José Donoso, Casa de campo (p. 275)
«Más allá de mi caso, la lista de preposiciones podría ser un modo novedoso de clasificar libros: libros “a” o “para”, los de homenaje o mensaje; libros “ante”, los precursores. Libros “con”, los barrocos, como los de Lezama Lima. […] No creo que el método ayude a nadie a volverse un Barthes, pero puede ser un buen entretenimiento para una tarde de lluvia.»
Juan Tallón, El váter de Onetti (p. 95)
“[…] y el helicóptero convierte sus hélices en espiral, la espiral se convierte en nueva hélice (aunque ya otra hélice) y el aparato alcanza el cielo, culea, se equilibra y se aleja hasta formar un punto. No entiendo nada.”
“Trueta trazará espirales para enredarme con ellas en un laberinto que luego desandaré en solitario para toparme con fieras y abismos.”
Francisco Casavella, El día del Watusi, (pp. 31y 34)
Parafraseando al estupendo Max Estrella de Luces de bohemia podríamos afirmar que la obra de Mujica Láinez es La gloria de don Ramiro pasado por el neobarroco; o, dicho con titular sensacionalista, la nostalgia imperial criolla del hidalgo rioplatense Enrique Larreta revisitada desde la extremosidad postestructuralista del cubano Severo Sarduy.

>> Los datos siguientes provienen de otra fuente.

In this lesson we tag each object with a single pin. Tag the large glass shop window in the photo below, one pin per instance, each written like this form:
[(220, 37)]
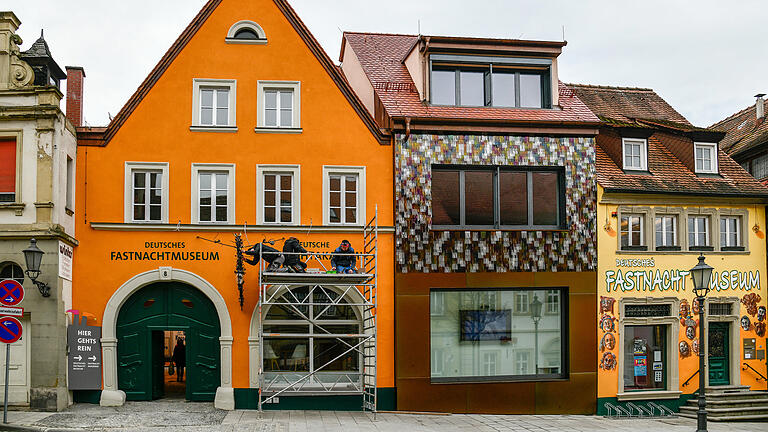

Fiel a la ranciedumbre narrativa de Larreta, Mujica se inscribe en el primer bucle de esa helicoidal del Barroco hispanoamericano, la de Lezama Lima y Alejo Carpentier, a la que se añade, en este caso, la torsión reactualizadora de la distancia humorística: “De ahí la importancia de la parodia, el pastiche y la carnavalización en la caracterización del nuevo barroco de América” (Guerrero, op. cit.: 28): desde la “extremosidad” de la Contrarreforma del Barroco del siglo XVII —del horror vacui al vacuum místico y/o nihilista— a un “arte de la Contraconquista” (feliz neologismo de Lezama), excéntrico y escéptico, desengañado del espejismo de las apariencias y de la Verdad ilusoria, si bien en el Humanismo. Y sólo a un paso de la voluta del neobarroco, re/conceptista, cainita y anticastrense de G. Caín Cabrera Infante o de la deconstrucción anti-humanística del tropo tropical barrococó de Severo Sarduy —“la crítica derridiana del logocentrismo” y el análisis de discursos del Poder de Foucault (Guerrero: 27): “a fuerza de multiplicar hasta la pérdida del hilo el artificio sin límites, la frase neobarroca –la frase de Lezama Lima- muestra en su incorrección […], nuestra pérdida de un ailleurs único, armónico, concordante con nuestra imagen, teológico en suma” (Sarduy, en Guerrero: 28)—, y sin llegar a ¿coquetear? siquiera con el amanerado manierismo abarrocado y rioplatense del neobarroso —“diferencia de los diferentes, asociándola esta vez a la cultura gay y a la irreverencia extrema del camp y del kitsch” (Guerrero: 31)—, homo/diegético y homo/ sexual de Perlongher o los hermanos Lamborghini. (¡Ay, pero cuánto gay barroco hay!)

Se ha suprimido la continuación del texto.